On Class Separability Pitfalls In Audio-Text Contrastive Zero-Shot Learning
Tiago Tavares, Fabio Ayres, Zhepei Wang, Paris Smaragdis

TL;DR
This paper investigates how audio-text contrastive learning for zero-shot tasks can be biased by pre-trained backbones and data leakage, revealing that much of the apparent accuracy stems from unimodal strengths rather than true cross-modal transfer.
Contribution
It uncovers the impact of backbone biases and data leakage on zero-shot audio-text contrastive learning performance, highlighting pitfalls in current evaluation methods.
Findings
Significant zero-shot accuracy is due to backbone strengths, not cross-modal learning.
Unintentional data leakage inflates performance metrics.
Backbone pre-training heavily influences zero-shot results.
Abstract
Recent advances in audio-text cross-modal contrastive learning have shown its potential towards zero-shot learning. One possibility for this is by projecting item embeddings from pre-trained backbone neural networks into a cross-modal space in which item similarity can be calculated in either domain. This process relies on a strong unimodal pre-training of the backbone networks, and on a data-intensive training task for the projectors.

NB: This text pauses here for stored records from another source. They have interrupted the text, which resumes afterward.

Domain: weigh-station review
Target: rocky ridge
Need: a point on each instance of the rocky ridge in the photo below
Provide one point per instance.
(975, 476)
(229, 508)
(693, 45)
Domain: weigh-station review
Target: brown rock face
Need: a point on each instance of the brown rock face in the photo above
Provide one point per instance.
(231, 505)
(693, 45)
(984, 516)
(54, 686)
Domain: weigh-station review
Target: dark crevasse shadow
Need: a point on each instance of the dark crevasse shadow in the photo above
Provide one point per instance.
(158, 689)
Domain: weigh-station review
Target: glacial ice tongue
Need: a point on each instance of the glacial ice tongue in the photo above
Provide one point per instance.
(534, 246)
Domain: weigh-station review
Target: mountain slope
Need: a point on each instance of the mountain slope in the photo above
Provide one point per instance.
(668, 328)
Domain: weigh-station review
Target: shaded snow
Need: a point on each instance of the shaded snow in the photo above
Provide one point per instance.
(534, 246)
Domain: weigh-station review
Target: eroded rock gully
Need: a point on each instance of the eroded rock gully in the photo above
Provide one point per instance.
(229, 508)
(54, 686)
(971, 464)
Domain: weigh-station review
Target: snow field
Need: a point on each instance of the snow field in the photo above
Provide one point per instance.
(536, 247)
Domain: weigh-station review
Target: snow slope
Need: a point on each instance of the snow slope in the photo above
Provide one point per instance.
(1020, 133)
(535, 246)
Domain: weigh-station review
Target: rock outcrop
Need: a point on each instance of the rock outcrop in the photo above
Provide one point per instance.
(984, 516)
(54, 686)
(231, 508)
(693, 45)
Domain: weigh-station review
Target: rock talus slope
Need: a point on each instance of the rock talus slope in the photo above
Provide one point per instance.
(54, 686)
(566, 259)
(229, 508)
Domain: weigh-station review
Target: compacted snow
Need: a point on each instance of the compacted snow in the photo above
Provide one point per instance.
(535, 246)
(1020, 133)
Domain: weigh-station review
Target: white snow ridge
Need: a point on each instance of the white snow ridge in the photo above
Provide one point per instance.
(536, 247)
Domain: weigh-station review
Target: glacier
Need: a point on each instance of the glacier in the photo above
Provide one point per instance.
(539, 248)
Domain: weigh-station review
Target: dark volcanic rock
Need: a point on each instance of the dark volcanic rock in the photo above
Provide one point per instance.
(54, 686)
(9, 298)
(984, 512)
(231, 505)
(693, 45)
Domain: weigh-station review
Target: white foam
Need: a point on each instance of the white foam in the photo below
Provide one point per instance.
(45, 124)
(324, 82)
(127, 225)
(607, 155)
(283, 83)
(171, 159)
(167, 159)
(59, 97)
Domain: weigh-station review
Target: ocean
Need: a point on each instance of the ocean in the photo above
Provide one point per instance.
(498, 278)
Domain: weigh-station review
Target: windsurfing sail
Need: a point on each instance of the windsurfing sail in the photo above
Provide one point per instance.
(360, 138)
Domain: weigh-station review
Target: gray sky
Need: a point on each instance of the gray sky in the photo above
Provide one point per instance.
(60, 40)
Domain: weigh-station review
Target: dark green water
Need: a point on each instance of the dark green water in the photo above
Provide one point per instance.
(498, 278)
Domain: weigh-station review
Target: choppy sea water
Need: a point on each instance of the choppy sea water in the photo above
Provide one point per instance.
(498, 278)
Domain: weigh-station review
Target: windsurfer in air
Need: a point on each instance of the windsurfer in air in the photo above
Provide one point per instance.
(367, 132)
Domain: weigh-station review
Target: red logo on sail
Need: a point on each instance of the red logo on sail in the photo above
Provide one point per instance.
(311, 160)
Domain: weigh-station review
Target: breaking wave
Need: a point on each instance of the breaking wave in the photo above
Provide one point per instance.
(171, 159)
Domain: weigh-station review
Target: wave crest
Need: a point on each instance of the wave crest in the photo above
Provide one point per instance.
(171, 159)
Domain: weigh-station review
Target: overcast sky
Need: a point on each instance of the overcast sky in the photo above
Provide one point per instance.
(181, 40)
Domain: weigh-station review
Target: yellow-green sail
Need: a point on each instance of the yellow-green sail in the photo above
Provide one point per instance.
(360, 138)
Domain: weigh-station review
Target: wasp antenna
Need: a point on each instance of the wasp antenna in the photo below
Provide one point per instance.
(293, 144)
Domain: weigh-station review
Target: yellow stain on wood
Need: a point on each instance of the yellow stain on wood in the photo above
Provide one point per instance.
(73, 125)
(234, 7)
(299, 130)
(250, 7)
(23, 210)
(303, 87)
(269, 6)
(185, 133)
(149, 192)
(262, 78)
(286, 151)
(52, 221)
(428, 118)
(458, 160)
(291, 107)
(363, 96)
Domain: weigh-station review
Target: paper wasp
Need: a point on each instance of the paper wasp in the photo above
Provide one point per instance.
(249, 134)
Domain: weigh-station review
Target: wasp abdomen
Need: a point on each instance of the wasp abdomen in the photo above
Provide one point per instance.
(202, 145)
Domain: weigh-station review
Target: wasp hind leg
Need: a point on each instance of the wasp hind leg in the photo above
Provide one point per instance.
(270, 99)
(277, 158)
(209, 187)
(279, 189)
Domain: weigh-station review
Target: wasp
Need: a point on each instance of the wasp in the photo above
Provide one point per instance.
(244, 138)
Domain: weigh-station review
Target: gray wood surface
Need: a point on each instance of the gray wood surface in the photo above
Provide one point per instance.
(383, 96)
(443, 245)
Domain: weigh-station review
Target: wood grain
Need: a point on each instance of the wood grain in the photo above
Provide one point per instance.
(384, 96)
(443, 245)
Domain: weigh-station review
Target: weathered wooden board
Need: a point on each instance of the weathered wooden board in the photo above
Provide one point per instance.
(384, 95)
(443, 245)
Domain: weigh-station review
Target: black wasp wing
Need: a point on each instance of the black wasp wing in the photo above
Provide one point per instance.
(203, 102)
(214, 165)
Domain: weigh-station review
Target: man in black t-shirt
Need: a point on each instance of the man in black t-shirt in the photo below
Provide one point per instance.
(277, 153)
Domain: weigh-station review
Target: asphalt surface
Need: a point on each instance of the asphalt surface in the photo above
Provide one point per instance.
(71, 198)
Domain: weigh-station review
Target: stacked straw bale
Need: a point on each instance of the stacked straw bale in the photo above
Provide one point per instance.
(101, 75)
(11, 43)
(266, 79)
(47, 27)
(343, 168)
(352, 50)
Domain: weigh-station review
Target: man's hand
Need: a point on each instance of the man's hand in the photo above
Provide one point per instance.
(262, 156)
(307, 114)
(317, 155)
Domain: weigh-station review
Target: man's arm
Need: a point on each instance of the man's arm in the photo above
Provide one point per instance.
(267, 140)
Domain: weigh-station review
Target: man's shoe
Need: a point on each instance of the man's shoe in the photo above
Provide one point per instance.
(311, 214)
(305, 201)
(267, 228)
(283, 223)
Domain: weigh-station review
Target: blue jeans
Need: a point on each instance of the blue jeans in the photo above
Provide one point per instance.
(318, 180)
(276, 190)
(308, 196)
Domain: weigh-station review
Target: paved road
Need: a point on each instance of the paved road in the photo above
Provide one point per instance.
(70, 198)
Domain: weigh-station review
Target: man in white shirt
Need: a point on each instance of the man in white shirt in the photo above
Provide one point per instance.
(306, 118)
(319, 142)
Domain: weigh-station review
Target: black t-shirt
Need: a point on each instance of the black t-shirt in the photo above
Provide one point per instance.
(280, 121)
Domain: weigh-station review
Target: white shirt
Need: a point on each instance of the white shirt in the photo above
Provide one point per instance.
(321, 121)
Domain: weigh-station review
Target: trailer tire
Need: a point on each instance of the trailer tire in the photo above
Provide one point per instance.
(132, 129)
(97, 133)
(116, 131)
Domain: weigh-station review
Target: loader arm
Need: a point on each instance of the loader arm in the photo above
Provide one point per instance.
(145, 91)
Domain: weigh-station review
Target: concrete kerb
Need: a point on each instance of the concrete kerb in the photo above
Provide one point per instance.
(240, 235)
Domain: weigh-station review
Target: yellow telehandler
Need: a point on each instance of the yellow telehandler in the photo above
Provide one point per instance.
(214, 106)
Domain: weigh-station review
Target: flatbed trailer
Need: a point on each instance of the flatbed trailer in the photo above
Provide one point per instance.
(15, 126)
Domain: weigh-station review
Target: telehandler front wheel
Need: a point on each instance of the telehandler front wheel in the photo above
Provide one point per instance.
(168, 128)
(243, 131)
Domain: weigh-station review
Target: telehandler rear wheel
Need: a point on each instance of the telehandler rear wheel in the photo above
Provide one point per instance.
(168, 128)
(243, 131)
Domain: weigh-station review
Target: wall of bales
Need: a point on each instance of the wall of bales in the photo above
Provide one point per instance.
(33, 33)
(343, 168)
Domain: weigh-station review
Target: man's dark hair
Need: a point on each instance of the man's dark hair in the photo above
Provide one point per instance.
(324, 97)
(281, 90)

These two processes can be biased by unintentional data leakage, which can arise from using supervised learning in pre-training or from inadvertently training the cross-modal projection using labels from the zero-shot learning evaluation. In this study, we show that a significant part of the measured zero-shot learning accuracy is due to strengths inherited from the audio and text backbones, that is, they are not learned in the cross-modal domain and are…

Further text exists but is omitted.